The International Monetary Fund (IMF) has this unenviable image of being a stern-faced banker of last resort which would push countries in economic distress seeking help to implement harsh economic reforms as a conditionality. It is its sister organisation, the World Bank, which is seen as the soft one, giving low-interest loans to countries to implement projects in infrastructure, health, and education. It is for this reason that the decision of the executive board of the IMF to earmark US$650 billion to help economically vulnerable countries to cope with the crisis arising out of the Covid-19 pandemic. This is the first time that the IMF has responded to a humanitarian crisis. Of course, the hard-nosed realists at the IMF are acutely aware that the pandemic is crippling the world economy, both rich and poor countries. This has been possible because of the change in the stance of the United States, the largest stakeholder in the financial institution, of the need to respond to the Covid-19 crisis through much needed financial assistance.

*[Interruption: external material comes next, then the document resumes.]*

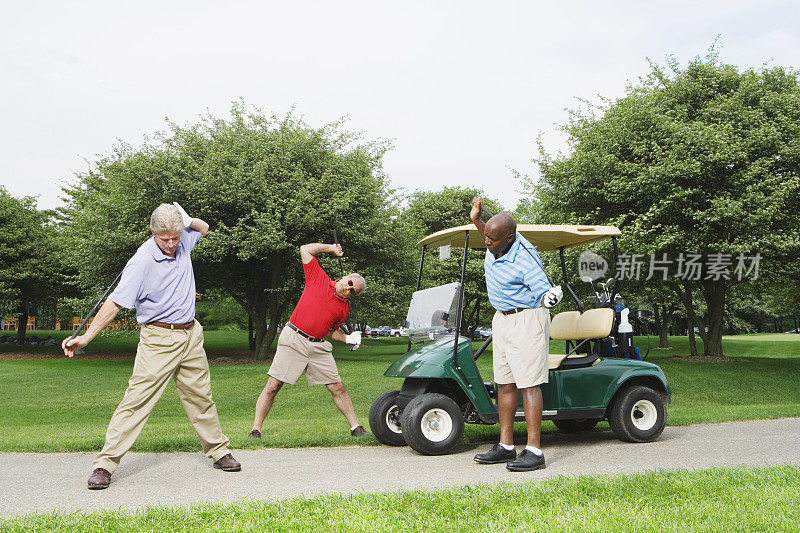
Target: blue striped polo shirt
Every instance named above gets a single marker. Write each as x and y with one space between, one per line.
516 279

Most of the poor countries in the world do not have access to the vaccination drive rolled out in the rich and middle-income countries. Most of the Covid-19 vaccines have emerged from the United States, the United Kingdom, China, Russia and India, and the poor countries remain outside of the vaccine ambit. The IMF expanding the Special Drawing Rights (SDRs) of the 190 member countries will be to access the expanded financial resource created by the IMF. Many of the Republicans in the US Senate had argued that the US’s gesture would help adversaries like Russia, China, and Iran. But they have been overruled. IMF Managing Director Krystalina Georgieva has described the IMF’s decision as a “shot in the arm of the world”. It has been pointed out that the IMF had made a provision of US$250 billion at the time of the global financial crisis of 2009, and the present provision in response to the pandemic is the largest ever provided by the IMF.

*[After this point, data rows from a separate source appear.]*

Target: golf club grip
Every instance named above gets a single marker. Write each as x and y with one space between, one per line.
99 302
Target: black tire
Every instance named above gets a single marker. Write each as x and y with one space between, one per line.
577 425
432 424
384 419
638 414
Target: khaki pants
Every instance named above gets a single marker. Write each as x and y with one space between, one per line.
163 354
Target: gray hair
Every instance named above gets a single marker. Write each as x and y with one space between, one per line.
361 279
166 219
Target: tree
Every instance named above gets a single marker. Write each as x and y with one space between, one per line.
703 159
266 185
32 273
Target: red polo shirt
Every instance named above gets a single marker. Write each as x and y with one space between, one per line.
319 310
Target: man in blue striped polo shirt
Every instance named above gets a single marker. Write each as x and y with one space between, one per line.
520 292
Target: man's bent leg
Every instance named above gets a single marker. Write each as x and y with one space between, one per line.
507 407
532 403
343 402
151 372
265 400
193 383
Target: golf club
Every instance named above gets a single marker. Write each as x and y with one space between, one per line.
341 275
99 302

The IMF’s gesture would remain ambiguous unless it allows the poor countries to borrow at concessional interest rates and at zero interest rates if possible, for them to deal with the health emergency internally and to access the vaccine supplies available in the global markets. The World Health Organisation (WHO) does play the generous intermediary in ensuring vaccine supplies, but this needs to be bolstered by easier interest rates for the poor countries borrowing from the IMF.
The US$650 billion provision is not meant as a humanitarian aid. It is to help vulnerable countries to come out of the economic crisis created by Covid-19. It is not as yet clear whether the global economic activities can go back to the pre-Covid-19 ways, or whether there is need to evolve Covid-19 compliant ways of doing business across international borders. If it is the latter, then every country, rich and poor, big and small, will have to evolve an appropriate strategy of its own to deal with the new challenge. And that the IMF’s help-yourself fund should be used by countries to adjust to the new economic reality. It will be necessary for the IMF and its domineering shareholders to refrain from prescribing to the borrower-countries as to what they should be doing to deal with the new situation. The response of the US and Canada, or the European Union countries, may not be a right solution to other countries in West and Central Asia or in Latin America. The world has not yet fully emerged from the 2009 global financial crisis. It might take even longer for many countries to come out of the economic crisis created by Covid-19.